Everything is hand-built to look natural: there are few sharp edges or straight lines in nature, so also the traditional ashrams are built accordingly. |
The two temples: left for Babaji, right for Mataji |
And so our trip to deepen our knowledge of yoga and spirituality had begun. And what a trip it turned out to be.... I'd tried to come to the ashram without expectations and thought I could handle what was coming, but the Universe had other plans. First of all, the all emcompassing damp cold took everyone by surprise. It was like we were on a camping trip in the early Finnish springtime: there was no such a thing as comfortable warmth to be had anywhere. The temperatures dropped to 5-10 degrees during the night and even in the daytime when the sun was shining, I still needed to wear a couple of pants and long sleeved shirts for most of the day. And you couldn't escape the cold, it went everywhere with you. Indoors was colder and damper than outdoors. The shower was usually lukewarm at best, and the two times I actually got a hot shower felt like little slivers of heaven. Most of the time I wore at least 3 pairs of pants, 3 shirts and 3 pairs of socks and carried a blanket with me wherever I went. Yes, it was seriously cold. And I had nowhere enough clean warm clothes, so I ended up wearing pretty much the same stuff for 2 weeks, day and night. Taking my clothes off and setting my feet on the ice cold tiles of the room seemed like the worst idea ever, but most of the time I could persuade myself to have a shower every two days. I could go on, but you get the picture probably. And who knows me, also knows that I really really dislike being cold. So it was a real struggle.

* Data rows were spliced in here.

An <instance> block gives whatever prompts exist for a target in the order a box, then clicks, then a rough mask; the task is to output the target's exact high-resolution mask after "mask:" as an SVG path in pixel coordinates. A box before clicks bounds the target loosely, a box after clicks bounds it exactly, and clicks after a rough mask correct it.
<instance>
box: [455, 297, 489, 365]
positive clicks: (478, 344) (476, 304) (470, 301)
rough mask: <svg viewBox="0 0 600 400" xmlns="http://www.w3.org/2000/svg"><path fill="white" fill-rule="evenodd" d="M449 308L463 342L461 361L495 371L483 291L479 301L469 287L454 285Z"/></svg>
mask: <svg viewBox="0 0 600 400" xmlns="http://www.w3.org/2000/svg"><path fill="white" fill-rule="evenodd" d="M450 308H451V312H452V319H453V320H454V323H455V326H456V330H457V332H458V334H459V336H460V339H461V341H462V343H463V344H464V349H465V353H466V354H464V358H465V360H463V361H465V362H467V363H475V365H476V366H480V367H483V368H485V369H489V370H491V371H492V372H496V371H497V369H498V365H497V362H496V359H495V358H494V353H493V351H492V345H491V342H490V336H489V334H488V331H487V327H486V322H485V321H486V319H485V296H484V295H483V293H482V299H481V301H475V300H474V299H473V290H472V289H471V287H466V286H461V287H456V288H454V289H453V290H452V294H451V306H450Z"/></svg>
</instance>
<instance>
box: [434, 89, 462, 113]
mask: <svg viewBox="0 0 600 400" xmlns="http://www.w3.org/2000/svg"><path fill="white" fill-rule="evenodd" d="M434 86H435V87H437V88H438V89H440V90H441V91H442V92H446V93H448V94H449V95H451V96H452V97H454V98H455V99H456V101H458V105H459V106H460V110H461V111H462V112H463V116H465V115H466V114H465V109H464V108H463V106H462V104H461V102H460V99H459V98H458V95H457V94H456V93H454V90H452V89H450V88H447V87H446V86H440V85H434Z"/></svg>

And like these things go, there was more. My body decided that it was not amused and rebelled in every way. My bowels turned to water accompanied with a mild fever. I developed a hefty cold. I also had my period and let me tell you that using a mooncup in such conditions where you really want to avoid any type of internal contact with the local tapwater was an artform in itself. And my mind was resisting it all so badly and resenting my body for letting me down once more. So, my spirituality practice basically ended up consisting of trying to deal with my condition and not breaking out in tears of desperation and frustration all the time. I was being taught patience and acceptance in a very tangible way. And at some point I did come to terms with the fact that no, I would not be having such a yoga retreat I though I would. Instead, I would need to learn to listen to my body, take it easy and not rush it. So so difficult. But I did manage it in the end.

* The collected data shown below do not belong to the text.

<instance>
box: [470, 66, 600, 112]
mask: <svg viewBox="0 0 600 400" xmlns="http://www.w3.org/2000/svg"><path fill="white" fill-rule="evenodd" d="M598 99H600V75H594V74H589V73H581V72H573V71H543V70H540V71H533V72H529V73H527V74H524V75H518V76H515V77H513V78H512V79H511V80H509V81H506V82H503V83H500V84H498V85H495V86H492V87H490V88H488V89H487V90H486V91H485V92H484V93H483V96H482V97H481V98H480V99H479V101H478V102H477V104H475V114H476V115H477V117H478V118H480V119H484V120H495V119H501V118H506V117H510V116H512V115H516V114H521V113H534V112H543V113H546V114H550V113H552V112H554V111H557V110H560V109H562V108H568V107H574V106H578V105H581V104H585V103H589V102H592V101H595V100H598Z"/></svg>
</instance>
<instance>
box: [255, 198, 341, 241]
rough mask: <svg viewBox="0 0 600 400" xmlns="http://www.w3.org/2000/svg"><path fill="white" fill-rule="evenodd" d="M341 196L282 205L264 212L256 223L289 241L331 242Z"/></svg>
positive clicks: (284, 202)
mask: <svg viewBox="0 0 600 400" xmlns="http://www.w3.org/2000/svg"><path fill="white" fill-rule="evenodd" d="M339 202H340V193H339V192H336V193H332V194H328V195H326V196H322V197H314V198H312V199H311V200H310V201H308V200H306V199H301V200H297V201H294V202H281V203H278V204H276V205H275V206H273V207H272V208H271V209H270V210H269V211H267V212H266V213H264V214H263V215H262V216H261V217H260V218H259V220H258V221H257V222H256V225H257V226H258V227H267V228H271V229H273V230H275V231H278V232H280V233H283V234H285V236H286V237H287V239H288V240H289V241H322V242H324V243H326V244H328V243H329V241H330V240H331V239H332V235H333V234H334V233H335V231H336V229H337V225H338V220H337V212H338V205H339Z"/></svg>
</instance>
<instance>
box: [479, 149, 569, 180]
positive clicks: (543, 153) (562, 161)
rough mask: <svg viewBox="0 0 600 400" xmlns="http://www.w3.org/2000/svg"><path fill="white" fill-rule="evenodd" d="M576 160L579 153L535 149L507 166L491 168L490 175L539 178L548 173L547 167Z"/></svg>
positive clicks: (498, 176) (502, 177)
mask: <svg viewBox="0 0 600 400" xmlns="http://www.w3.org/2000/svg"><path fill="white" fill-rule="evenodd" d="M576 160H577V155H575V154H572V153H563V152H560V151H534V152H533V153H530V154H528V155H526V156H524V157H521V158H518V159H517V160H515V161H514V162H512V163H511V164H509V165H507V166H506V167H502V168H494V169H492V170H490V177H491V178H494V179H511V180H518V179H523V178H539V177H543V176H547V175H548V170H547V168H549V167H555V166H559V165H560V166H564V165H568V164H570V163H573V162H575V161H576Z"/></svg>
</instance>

Yantra panting. Our living quarters in the background |
A side stream of the Ganges |
Papu and Pushti the fat labrador |
Another thing that I had thought the yoga retreat to bring was time to be by myself and to reflect. To be somewhere quiet and serene. Not so: the day was scheduled from beginning to end and a temple to Mamaji was being built, so our daily routines were accompanied by building noise. The wakeup-call was at 4 (I made it maybe 3 times), and we got to bed after 20 in the evening. Yoga classes were 3 hours, which in my conditions were not doable in the beginning and I only got 4 or 5 classes in during the 2 weeks. Meals consisted mainly of fruit, wheat, rice and root vegetables with the occasional lentil thrown in. But in my case, my main fare was kitchari, an ayurvedic stomach-friendly and balancing gruel made out of rice and daal. Which I really did enjoy and was very grateful they made the effort to cook it specially for me.